P3Also, we must address the stamp “A Peterson Product.” During the last few years of the Pre-Republic era and throughout the Republic era, Peterson began stamping their other lines, such as Shamrocks and Killarneys, with “A Peterson Product” over the COM stamp. So a pipe stamped thusly will have been made say from 1948 to the present with the COM stamp identifying it as a pre-Republic or a Republic pipe.

Silver Band Dating

Silver hallmarks are placed on the silver after an assay office, in Peterson’s case, the Dublin Assay Office, has verified that the silver content is indeed sterling, in other words 925 parts of silver per 1000 parts of the metal. The silver hallmarks on Peterson pipes are a group of three marks, each in an escutcheon; the first is a seated Hibernia denoting Dublin Ireland, the second is a harp denoting the silver fineness, and the third is a letter denoting the year. The style of letter and the shape of the escutcheon the letter is in, will determine the year in which the assay office stamped the metal band and not necessarily the year the pipe was made. Peterson orders these bands by the thousands and sends them to the assay office for hallmarking. The assay office will stamp the date of the year in which they received the bands and it may be a year or two or three before Peterson’s employees happen to place one of these bands on a pipe though generally the bands are placed on a pipe in the year they were stamped. The Dublin hallmarks can be found in any book on silver markings or on one of several websites.

For the one year, 1987, the Dublin Assay Office added a fourth mark to commemorate the City of Dublin’s founding in 988. However, the Peterson pipes we have and have seen with silver dates of 1987 and 1988 generally do not have this fourth mark.

Here again, we must add a “maybe” to the above hallmarks. On 1 June 1976, certain countries attended an international conference on silver markings and decided to adopt an entirely different mark for sterling silver.
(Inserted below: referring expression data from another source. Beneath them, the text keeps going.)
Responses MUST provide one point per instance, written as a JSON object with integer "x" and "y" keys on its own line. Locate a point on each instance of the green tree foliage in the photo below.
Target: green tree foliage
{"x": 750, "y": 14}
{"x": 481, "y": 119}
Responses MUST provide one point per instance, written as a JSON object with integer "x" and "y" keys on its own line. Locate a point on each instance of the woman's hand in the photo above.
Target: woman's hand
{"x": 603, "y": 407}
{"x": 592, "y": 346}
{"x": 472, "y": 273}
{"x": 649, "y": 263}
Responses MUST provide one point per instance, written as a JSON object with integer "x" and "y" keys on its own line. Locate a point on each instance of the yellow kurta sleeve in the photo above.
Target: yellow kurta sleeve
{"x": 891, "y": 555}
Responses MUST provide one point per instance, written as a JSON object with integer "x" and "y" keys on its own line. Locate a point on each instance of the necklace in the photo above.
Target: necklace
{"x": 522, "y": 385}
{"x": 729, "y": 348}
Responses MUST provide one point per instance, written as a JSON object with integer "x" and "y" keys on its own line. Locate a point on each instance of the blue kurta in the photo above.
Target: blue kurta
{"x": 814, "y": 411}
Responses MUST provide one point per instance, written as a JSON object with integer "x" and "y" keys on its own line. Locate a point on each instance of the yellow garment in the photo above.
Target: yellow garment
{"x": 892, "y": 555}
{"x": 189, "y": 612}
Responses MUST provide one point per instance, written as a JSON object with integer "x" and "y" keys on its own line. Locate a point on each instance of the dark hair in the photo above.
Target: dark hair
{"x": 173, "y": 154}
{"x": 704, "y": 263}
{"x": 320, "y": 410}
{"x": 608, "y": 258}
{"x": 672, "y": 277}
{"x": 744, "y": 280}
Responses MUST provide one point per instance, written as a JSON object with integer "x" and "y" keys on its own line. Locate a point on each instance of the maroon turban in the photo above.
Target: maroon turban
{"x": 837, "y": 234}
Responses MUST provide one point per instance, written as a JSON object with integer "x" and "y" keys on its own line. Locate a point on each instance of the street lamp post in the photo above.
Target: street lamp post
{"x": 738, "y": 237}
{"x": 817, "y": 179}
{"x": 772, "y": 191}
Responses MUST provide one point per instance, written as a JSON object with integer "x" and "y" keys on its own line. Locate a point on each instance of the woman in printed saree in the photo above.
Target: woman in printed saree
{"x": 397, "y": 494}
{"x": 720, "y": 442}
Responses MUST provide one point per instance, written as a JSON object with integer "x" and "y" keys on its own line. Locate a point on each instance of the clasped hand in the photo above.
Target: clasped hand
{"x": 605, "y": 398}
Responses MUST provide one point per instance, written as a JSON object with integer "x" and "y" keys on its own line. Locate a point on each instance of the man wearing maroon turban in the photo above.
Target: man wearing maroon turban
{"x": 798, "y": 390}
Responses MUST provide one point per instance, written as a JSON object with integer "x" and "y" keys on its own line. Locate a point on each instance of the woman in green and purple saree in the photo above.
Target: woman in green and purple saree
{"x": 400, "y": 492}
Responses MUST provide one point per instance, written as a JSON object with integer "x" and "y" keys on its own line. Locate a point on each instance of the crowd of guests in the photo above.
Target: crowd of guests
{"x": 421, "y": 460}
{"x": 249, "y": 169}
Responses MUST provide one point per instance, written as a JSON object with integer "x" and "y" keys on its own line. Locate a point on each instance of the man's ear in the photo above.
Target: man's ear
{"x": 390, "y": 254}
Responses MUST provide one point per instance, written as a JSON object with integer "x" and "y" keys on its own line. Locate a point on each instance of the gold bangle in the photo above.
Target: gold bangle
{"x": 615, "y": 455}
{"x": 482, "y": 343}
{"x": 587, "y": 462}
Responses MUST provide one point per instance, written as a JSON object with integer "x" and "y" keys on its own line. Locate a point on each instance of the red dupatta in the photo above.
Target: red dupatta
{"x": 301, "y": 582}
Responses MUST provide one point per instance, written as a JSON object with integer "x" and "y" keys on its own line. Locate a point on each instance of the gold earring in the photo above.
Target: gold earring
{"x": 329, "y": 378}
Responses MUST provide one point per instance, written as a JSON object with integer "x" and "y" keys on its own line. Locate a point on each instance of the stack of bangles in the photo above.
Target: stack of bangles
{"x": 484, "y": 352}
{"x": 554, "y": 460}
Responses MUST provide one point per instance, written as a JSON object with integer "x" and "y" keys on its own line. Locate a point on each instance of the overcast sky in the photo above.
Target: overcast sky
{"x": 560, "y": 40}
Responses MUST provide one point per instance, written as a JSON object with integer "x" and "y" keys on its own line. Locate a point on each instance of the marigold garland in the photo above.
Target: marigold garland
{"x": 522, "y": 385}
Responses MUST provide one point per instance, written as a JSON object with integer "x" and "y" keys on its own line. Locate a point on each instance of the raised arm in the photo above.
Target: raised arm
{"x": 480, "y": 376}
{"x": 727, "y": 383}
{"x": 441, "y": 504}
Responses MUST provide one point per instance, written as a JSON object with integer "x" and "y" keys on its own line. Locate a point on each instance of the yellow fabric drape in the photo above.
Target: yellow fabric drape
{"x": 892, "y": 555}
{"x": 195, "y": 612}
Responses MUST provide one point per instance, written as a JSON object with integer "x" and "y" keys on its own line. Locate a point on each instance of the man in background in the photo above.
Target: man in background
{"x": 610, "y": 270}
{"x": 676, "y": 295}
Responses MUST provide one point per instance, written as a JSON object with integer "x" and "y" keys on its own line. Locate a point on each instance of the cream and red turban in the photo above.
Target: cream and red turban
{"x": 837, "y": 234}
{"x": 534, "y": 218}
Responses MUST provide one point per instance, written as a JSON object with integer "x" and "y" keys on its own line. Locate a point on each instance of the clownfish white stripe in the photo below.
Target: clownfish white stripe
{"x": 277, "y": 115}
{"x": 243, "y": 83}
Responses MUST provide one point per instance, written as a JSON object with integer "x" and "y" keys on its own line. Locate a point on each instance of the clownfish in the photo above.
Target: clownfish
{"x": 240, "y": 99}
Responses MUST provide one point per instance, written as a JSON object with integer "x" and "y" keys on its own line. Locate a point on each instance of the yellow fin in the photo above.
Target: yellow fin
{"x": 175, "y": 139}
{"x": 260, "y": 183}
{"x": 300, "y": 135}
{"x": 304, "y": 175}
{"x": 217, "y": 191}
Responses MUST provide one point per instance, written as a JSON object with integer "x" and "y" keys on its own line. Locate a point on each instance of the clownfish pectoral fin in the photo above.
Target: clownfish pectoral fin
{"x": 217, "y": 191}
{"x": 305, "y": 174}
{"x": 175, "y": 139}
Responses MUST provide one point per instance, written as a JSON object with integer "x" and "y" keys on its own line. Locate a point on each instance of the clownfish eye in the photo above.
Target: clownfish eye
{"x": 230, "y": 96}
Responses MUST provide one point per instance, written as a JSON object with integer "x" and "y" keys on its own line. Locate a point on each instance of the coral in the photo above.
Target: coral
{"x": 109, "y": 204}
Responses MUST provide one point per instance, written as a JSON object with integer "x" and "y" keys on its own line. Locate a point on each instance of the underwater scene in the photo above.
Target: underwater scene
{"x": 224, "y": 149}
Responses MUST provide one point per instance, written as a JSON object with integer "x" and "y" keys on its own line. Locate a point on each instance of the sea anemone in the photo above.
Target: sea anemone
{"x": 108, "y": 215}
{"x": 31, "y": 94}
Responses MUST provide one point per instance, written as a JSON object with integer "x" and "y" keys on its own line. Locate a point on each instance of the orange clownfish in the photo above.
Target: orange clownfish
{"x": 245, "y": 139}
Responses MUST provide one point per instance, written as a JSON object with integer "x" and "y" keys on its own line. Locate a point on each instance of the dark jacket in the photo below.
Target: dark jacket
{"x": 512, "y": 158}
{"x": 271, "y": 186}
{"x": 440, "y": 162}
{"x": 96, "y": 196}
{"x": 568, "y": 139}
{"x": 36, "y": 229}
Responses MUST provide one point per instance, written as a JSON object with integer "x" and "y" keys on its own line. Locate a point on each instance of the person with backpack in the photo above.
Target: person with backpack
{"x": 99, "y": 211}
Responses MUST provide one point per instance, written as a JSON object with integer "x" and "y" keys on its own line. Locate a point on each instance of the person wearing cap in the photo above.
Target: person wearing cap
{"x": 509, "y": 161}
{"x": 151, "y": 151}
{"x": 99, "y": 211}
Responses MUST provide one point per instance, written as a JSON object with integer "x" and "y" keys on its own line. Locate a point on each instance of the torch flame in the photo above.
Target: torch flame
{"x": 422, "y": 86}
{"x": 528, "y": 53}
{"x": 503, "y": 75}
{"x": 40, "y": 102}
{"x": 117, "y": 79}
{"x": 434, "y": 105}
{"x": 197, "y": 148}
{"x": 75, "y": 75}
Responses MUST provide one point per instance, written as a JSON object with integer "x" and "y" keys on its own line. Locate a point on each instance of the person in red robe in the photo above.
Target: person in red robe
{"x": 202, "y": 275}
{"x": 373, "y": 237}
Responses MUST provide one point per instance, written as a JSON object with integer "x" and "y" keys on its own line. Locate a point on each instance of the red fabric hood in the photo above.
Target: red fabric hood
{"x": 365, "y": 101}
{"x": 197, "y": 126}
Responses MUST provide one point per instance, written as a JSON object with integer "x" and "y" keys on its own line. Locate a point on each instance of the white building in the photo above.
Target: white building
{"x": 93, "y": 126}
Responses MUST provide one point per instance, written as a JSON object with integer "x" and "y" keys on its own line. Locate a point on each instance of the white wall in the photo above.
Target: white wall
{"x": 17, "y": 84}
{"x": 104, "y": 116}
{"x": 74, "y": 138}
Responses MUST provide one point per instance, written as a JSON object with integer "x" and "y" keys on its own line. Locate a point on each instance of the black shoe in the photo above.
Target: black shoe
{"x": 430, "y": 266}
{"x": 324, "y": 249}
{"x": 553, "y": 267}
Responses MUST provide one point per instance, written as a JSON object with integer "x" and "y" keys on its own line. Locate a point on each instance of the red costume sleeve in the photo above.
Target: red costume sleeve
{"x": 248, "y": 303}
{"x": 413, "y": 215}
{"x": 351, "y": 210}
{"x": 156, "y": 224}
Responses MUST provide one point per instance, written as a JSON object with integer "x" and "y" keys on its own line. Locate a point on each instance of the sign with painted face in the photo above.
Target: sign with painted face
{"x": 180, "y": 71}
This mark is an Arabian numeral, 925, located between the scales of a balance beam and in Peterson’s case may or may not have the Hibernia and Harp marks to either side. These particular pipes can only be said to date between 1976 and the present, and were stamped as such for shipment to the different countries involved in the conference. For pipes shipped to all other countries, Peterson still uses the old style hallmarks. Peterson pipes with a sterling silver band that does not have hallmarks could have been made for the United States market since the United States only requires sterling silver to be stamped “sterling silver” or “sterling.”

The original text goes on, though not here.